In the mode's description, the code block for the tile rows would take 21 words (42 bytes, so 336 bytes for a tile). What I was thinking about whether it was possible to trim this down considerably for an attribute mode like result (which Yllawwally uses in his rougelike: only 2 colors per tile). This seems very much possible!
Code: Select all
common:
out PIXOUT, ZL
movw ZL, r0
add ZH, r6 ; Block base for the row (at a 256 word boundary)
dec r2 ; Count of remaining tiles
out PIXOUT, r3
breq commone
ijmp
commone:
nop
out PIXOUT, r4
code_blocks:
out PIXOUT, r4
ldi r18, bgcol
ldi r19, fgcol
mov ZL, r18/r19 ; Px. 3 of tile
out PIXOUT, r18/r19 ; Px. 0 of tile
ld r0, X+ ; Tile index
mov r3, r18/r19 ; Px. 4 of tile
out PIXOUT, r18/r19 ; Px. 1 of tile
mul r0, r5 ; Code block size: 13 words
mov r4, r18/r19 ; Px. 5 of tile
out PIXOUT, r18/r19 ; Px. 2 of tile
jmp common
An even smaller alternative is the following concept:
Code: Select all
common:
out PIXOUT, r1
breq commone
mul r0, r4 ; Code block size: 11 words
out PIXOUT, r2
movw ZL, r0
add ZL, r6 ; Block base for the row, low
adc ZH, r7 ; Block base for the row, high
out PIXOUT, r3
ijmp
commone:
nop
out PIXOUT, r2
lpm r0, Z
out PIXOUT, r3
code_blocks:
movw ZL, cpair ; A reg. pair supplying the color set
out PIXOUT, ZL/ZH ; Px. 0 of tile
mov r1, ZL/ZH ; Px. 3 of tile
mov r2, ZL/ZH ; Px. 4 of tile
mov r3, ZL/ZH ; Px. 5 of tile
out PIXOUT, ZL/ZH ; Px. 1 of tile
ld r0, X+ ; Tile index
dec r5 ; Count of remaining tiles
out PIXOUT, ZL/ZH ; Px. 2 of tile
jmp common
The freely colorable alternative can also be brought down to 11 words for a code block if you are willing to make a bit more elaborate code block generator for it:
Code: Select all
common:
out PIXOUT, r1
mul r0, r4 ; Code block size: 11 words
movw ZL, r0
out PIXOUT, r2
dec r5 ; Count of remaining tiles
breq commone
add ZH, r7 ; Block base for the row (at a 256 word boundary)
out PIXOUT, r3
ijmp
commone:
out PIXOUT, r3
code_blocks:
ldi ZL, bgcol ; Or "ldi ZH, fgcol" depending on first pixel
out PIXOUT, ZL/ZH ; Px. 0 of tile
ldi ZH, fgcol ; Or "ldi ZL, bgcol" depending on first pixel
mov r1, ZL/ZH ; Px. 3 of tile
mov r2, ZL/ZH ; Px. 4 of tile
out PIXOUT, ZL/ZH ; Px. 1 of tile
ld r0, X+ ; Tile index
mov r3, ZL/ZH ; Px. 5 of tile
out PIXOUT, ZL/ZH ; Px. 2 of tile
jmp common
Note that all scanline cores read past the VRAM line one byte (since the "ld r0, X+" instruction comes before the line termination check).
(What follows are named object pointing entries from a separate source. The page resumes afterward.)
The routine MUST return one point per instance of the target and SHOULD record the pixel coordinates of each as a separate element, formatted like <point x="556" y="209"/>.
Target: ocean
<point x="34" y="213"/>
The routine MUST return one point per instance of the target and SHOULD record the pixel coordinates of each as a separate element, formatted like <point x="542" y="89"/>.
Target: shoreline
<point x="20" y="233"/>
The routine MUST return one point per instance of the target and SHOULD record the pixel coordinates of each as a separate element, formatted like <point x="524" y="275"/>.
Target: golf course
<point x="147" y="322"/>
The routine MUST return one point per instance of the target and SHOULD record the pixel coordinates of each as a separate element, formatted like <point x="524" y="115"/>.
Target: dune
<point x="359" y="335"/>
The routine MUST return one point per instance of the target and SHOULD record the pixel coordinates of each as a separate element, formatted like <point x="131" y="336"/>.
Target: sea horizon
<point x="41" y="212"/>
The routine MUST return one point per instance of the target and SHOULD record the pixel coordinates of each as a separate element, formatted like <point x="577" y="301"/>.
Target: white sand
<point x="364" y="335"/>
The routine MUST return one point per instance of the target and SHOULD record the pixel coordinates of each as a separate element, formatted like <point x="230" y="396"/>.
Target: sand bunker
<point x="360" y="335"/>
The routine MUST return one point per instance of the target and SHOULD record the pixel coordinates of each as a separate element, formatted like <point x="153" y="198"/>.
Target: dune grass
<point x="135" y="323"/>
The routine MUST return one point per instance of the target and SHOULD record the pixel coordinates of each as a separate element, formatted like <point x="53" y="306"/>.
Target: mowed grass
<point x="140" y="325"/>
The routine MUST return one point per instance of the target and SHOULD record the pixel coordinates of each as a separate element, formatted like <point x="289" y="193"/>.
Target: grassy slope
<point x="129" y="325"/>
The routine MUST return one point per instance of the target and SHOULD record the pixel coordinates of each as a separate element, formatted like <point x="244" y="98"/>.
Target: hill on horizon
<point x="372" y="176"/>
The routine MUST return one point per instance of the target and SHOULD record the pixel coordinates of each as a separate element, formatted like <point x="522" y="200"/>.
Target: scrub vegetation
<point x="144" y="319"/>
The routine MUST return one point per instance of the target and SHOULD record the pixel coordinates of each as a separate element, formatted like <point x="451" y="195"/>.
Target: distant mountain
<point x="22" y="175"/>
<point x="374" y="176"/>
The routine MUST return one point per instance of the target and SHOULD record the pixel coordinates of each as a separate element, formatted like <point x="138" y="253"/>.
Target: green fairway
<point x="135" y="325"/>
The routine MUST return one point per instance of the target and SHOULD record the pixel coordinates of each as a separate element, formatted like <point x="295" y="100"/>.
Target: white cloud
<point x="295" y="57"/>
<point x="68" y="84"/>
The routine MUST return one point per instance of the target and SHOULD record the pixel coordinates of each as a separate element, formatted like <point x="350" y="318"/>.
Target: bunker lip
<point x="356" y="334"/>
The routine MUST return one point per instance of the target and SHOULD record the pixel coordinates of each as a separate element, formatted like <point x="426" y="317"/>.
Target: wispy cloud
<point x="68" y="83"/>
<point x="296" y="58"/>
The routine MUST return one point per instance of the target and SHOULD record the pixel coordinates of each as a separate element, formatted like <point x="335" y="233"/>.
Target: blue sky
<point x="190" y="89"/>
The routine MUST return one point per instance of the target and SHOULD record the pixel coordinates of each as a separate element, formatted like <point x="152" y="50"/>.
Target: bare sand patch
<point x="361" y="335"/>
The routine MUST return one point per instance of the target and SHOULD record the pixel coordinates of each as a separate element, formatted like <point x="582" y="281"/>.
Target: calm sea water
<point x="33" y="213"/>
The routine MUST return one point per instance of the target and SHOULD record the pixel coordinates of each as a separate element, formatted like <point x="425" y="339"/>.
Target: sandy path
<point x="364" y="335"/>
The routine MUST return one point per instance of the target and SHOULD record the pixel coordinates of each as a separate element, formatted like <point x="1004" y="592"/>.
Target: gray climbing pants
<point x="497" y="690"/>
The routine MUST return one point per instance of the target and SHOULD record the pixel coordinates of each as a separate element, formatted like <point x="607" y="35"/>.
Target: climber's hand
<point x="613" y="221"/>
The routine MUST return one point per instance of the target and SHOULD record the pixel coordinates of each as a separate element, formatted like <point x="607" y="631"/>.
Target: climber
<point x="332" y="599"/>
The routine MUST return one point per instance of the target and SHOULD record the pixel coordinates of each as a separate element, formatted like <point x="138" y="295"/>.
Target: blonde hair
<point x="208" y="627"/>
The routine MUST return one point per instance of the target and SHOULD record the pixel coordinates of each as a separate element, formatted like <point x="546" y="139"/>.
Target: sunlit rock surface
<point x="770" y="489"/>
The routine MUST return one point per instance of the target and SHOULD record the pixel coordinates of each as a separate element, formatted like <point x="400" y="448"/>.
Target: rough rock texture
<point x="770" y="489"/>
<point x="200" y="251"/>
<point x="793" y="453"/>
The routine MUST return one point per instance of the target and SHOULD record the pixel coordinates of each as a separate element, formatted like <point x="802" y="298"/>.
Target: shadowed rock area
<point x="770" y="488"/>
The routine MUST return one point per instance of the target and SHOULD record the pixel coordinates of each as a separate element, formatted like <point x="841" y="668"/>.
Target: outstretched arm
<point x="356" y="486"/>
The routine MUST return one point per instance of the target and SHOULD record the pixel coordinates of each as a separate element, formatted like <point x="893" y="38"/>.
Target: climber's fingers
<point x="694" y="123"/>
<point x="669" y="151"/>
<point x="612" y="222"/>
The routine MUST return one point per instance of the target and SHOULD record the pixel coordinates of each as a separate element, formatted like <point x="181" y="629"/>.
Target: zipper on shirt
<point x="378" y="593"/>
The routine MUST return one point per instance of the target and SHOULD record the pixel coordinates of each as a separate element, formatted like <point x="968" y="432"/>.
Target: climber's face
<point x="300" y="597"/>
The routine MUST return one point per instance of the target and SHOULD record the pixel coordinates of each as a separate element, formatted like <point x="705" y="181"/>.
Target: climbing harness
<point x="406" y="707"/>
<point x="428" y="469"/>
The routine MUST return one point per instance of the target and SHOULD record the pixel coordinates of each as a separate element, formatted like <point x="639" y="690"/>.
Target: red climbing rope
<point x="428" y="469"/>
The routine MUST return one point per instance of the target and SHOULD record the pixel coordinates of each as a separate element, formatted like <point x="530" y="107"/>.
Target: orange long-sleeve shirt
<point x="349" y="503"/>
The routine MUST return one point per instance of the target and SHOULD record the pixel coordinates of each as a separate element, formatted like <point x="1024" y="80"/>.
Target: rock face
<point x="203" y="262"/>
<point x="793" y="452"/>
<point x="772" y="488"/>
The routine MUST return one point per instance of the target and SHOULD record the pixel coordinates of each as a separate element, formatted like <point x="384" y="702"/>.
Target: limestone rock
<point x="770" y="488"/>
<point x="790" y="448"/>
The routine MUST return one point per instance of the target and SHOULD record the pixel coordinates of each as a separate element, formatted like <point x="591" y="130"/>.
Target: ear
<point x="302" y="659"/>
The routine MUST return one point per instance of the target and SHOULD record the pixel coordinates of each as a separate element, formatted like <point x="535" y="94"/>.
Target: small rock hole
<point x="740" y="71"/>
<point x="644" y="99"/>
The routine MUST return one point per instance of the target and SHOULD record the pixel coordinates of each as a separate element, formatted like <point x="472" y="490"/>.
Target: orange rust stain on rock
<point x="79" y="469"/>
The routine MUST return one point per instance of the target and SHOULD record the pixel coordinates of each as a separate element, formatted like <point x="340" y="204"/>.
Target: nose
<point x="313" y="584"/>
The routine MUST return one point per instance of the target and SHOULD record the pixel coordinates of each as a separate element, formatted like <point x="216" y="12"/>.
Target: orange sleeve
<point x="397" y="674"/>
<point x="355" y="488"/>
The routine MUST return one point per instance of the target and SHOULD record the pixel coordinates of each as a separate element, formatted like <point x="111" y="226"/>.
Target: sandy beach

The proper entry is calculating the first tile like in the "common" code, setting up the remaining tiles appropriately (such as to 60), then executing an "ijmp" to the code blocks.
Palette effects are possible with all variants, the most obvious is the second form where color pairs are used fetched from registers, but you can also replace the "ldi" instructions in the others to "mov"s to load from a set of colors filled in somewhere in HSync.
Hope this could help realizing some high-res ideas!